Indian National Kennel Club
- Formation: March 21, 1957; 69 years ago
- Type: Kennel Club
- Headquarters: Mumbai, India
- President: Mr. Phiroze B. Javeri
- Key people: Mrs. Ratty P. Javeri Secretary and Founder Member Mr. Rustam Kumana Vice President Mr. Chetan Vengurlekar Joint Secretary
- Website: www.inkc.in

= Indian National Kennel Club =

Indian registry of purebred dogs

The Indian National Kennel Club is a registry of purebred dogs in India. Beyond maintaining its pedigree registry, this kennel club also promotes and sanctions events for purebred dogs, including dog shows and specialty shows.

==History==
The Indian National Kennel Club was established on 21 March 1957 to promote the love of dogs, and enable proper breeding, rearing and training of dogs.
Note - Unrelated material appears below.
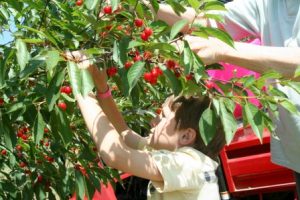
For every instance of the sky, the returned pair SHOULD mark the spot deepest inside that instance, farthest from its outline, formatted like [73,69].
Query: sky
[5,37]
==Current activity and administration==
The Indian National Kennel Club is the leading authority on registration of purebreds and maintains the recognized registry. It issues pedigrees for purebreds and litters. It hosts various seminars, workshops, training classes and annual shows across the country, and awards championships to various breeds of dogs.

The current president of the Indian National Kennel Club is Mr. Phiroze Javeri. Mrs. Ratty P. Javeri is the secretary and a founder member of the organization.

According to an Instagram post, Mr. Rustam Kumana was installed as the Vice President and Mr. Chetan Vengurlekar as the Joint Secretary of the club in August 2023.

==Registration==
The Indian National Kennel Club registers litters of puppies whose sire and dam have both been registered with either the Indian National Kennel Club or the Kennel Club of India, as well as dogs imported from other countries. It also registers purebred dogs whose parents do not have documentation; these dogs are classified as “purebreds with unknown pedigree”.

Since its establishment in 1957, the Indian National Kennel Club processed registrations through handwritten forms and manual record keeping. Mechanical typewriters were introduced in the 1960s, followed by digital typewriters in the 1970s. During this period, the turnaround time for issuing pedigree certificates generally extended to about one month due to the manual verification required.

INKC adopted computer based record keeping in 1991 through a dedicated registration program. This transition reduced the processing time for certificates to roughly three weeks and placed INKC among the earliest kennel clubs to issue digitally generated pedigree documents.

Public facing digital access expanded in stages. Portions of the registration system were opened to dog owners in 2013, allowing limited online viewing of records and enabling online payments through the INKC website. Certificate turnaround times during this phase averaged about two weeks as more workflow components moved into the digital environment.

On January 9, 2023 INKC introduced full online access for dog owners, providing complete digital profiles for registered dogs along with account and ownership information. In April 2023, the organization adopted the Totally Online Process (TOP), shifting all dog and litter registrations, transfers of ownership, dog show entries and result certificates to a fully electronic platform accessible through its website (inkc.in) and its Android application, DoggyLocker . INKC is regarded as one of the first kennel clubs in the world to provide a completely paperless registration workflow. Following the introduction of TOP, certificate issuance times reduced dramatically, with documents typically generated within a range of two minutes to two hours depending on the complexity of verification.

Pedigree papers issued by the Indian National Kennel Club are continuously updated as registered dogs earn titles or change ownership. These documents help maintain lineage integrity and reduce the circulation of peddling pedigrees of pedigreed dogs at bay.

The most common registered breeds with the Indian National Kennel Club are: Labrador Retrievers, Golden Retrievers, German Shepherds, dachshunds, Doberman Pinschers and pugs. Along with the common breeds, Indian National Kennel Club also registers Indian pure breeds like the Mudhol Hound.

==Dog shows==
Speciality and general dog shows are conducted by the Indian National Kennel Club all over the country. These shows are generally held from October to May every year. The shows follow procedures and guidelines set by the Indian National Kennel Club.

Dogs are issued challenge certificates and championship certificates. Dogs are awarded points (depending on their breed and temperament) in every dog show and at the end of the year, the dog receiving the most show points receives the Dog of the Year award.

The other awards include Best in Class, Best of Breed, Best in Group, Best in Show.

The Indian National Kennel Club organizes an event in the Prakruti festival in Bhavan's College, Andheri, Mumbai every year on animal petting and dog shows.

==Specialty dog shows==
In addition to general dog shows, the Indian National Kennel Club also organizes specialty dog shows. For fun and interaction between dogs and humans, Indian National Kennel Club also holds events like fancy dress for dogs. They also arrange doggie dates for dogs which helps the owner to find a suitable mate for their dog.